12月が間近で、そろそろ貴重な資料を提供していただいている郷土史家にご挨拶とご報告をしなければと思っているのですが、わたしは短編5編をまず執筆して、それをあとで長編に纏める予定で計画を進めています。

なかなか準備段階から抜けられませんでしたが、ようやく最初の1編に着手し、まあまあ順調な運びです。出来上がったら郷土史家にお送りして、読んでいただければと思っています。

昨年は歴史小説の書きかたを頭ではわかっているつもりでも、どうしても文章が出て来ず、執筆を中断して下準備に時間をとることにしましたが、それが正解でした。

ただ、歴史小説は和暦と西暦の違いや、習慣の違いなどあって、うっかり現代の視点で書いてしまい、慌てることがよくあります。

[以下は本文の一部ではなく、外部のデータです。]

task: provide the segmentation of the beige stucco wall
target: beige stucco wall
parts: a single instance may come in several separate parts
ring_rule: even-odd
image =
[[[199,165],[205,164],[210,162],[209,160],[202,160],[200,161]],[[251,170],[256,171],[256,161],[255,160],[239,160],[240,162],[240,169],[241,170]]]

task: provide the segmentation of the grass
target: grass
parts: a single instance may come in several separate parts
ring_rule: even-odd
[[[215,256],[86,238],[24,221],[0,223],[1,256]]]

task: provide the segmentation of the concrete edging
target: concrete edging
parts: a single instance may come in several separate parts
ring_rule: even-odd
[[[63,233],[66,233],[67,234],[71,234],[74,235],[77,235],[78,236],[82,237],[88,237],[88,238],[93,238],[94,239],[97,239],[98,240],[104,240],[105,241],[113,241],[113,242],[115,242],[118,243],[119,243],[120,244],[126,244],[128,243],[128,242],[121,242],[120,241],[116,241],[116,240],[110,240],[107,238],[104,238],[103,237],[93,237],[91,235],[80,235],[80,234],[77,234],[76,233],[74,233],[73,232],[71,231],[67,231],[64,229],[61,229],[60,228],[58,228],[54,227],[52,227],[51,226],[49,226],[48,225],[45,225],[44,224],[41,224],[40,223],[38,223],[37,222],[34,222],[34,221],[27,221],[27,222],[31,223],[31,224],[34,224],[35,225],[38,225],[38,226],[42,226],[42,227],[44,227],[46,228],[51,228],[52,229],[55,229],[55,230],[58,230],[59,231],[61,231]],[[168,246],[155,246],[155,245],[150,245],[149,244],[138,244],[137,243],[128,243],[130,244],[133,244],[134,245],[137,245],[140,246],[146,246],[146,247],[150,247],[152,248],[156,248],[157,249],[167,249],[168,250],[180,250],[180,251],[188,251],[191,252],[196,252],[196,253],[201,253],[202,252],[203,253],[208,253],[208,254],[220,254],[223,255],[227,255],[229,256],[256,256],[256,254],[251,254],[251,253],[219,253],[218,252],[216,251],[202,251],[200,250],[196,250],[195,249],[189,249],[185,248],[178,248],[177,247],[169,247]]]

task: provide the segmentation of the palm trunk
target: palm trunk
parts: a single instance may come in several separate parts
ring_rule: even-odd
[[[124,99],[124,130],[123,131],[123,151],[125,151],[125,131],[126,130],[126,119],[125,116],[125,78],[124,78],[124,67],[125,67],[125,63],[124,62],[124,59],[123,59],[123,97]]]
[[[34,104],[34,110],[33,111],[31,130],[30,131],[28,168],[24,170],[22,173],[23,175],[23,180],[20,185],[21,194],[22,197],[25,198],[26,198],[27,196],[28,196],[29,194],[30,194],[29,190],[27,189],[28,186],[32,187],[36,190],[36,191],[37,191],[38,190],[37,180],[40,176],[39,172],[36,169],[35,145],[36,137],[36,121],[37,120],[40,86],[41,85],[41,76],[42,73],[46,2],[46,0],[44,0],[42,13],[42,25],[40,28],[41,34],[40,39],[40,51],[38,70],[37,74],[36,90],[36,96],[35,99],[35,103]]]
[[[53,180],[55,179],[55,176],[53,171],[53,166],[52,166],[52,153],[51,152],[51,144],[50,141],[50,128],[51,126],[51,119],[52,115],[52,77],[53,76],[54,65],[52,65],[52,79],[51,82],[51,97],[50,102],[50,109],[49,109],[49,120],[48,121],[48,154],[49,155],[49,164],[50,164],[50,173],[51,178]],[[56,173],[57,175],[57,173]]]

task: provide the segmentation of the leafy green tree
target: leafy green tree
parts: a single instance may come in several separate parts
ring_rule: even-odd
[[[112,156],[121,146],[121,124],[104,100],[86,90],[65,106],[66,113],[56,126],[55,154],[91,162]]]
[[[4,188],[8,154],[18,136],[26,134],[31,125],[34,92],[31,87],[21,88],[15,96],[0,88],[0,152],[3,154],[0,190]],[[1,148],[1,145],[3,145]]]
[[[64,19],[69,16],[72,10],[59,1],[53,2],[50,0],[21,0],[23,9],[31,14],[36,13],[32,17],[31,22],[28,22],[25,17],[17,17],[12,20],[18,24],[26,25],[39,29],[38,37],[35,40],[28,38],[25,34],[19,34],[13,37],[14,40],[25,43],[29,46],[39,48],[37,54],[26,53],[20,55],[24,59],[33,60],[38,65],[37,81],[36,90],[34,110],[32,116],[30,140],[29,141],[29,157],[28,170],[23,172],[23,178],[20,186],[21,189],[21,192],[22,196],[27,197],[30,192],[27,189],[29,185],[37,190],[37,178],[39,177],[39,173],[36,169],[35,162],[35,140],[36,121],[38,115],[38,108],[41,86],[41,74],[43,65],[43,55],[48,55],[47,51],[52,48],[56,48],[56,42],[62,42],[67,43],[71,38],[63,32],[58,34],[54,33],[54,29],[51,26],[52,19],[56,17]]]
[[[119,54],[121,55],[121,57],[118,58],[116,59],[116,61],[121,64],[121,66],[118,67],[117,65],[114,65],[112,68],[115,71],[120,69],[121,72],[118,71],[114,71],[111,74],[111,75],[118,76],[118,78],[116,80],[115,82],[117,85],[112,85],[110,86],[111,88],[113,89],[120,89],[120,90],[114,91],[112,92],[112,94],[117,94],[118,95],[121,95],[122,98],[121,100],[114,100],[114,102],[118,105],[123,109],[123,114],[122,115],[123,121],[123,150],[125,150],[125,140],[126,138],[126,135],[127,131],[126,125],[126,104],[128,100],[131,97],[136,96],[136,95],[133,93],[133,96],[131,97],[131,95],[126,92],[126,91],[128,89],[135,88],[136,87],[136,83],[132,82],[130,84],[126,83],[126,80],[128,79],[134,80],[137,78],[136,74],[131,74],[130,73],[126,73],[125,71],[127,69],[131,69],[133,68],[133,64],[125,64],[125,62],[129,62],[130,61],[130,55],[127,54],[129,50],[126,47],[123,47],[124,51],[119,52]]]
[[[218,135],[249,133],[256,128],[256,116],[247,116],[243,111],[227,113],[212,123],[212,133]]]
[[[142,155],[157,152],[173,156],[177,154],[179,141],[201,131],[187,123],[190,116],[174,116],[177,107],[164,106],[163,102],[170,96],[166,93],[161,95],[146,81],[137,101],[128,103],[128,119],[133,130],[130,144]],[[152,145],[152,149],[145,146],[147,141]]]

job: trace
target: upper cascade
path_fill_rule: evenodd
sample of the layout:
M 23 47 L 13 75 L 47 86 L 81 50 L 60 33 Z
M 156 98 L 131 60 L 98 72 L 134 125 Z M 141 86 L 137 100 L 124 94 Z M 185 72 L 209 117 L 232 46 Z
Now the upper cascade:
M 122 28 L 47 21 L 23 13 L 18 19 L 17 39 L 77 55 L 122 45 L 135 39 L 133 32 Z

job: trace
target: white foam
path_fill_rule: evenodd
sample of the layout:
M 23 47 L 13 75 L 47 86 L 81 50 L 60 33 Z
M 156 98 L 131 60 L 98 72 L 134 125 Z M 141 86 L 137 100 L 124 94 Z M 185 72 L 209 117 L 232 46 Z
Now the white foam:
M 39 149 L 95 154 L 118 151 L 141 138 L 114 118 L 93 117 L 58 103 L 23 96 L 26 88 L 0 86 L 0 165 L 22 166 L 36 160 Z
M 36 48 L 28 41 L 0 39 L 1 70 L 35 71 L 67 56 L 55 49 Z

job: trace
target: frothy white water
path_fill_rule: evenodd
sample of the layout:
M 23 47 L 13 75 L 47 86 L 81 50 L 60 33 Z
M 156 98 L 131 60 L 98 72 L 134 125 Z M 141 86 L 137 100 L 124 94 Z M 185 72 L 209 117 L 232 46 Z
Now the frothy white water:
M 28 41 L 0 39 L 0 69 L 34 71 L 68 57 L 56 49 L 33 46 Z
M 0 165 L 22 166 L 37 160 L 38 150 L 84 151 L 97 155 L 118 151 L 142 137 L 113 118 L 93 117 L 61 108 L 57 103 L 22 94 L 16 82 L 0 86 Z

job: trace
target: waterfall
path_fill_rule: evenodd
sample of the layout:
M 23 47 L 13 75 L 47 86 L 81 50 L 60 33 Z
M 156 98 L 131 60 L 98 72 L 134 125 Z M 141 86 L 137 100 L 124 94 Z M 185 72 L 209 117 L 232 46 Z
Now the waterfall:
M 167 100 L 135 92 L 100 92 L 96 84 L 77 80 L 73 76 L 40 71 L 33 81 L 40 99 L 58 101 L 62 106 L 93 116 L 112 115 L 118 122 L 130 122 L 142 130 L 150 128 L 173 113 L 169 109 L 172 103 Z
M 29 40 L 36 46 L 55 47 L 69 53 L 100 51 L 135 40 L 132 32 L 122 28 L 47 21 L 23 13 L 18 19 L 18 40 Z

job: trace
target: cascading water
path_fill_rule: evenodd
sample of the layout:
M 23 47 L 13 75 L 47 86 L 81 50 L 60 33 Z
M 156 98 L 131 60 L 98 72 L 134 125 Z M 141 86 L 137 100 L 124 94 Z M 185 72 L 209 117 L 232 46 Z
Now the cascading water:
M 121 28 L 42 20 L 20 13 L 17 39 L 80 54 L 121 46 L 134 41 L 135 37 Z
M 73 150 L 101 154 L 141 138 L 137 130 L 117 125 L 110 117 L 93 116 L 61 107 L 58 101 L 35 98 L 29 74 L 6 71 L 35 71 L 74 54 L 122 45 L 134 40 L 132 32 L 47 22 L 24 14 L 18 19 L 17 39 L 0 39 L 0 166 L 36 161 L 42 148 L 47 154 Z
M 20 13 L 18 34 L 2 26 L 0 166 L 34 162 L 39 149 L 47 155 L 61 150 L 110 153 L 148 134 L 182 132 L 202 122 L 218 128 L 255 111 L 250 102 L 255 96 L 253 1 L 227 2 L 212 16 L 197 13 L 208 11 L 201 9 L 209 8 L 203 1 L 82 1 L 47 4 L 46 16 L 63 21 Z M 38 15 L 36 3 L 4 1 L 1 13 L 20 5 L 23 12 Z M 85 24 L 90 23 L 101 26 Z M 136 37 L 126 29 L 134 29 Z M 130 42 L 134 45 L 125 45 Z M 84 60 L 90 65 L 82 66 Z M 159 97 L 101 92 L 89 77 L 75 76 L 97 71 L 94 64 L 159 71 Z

和暦から西暦変換(年月日)してくれる便利なサイトがあります。リンクは許可が要るようなので、サイトの紹介はしませんが、「和暦から西暦変換」というワードでググったらすぐに出て来ます。

江戸時代の大名が参勤交代の際などに利用した御座船(貴人が利用した豪華な屋形船)を出したいと思いましたが、当時の絵で見てももう一つぴんときませんでした。平成の時代に現れた御座船 安宅丸クールーズなんてのもあるようですが。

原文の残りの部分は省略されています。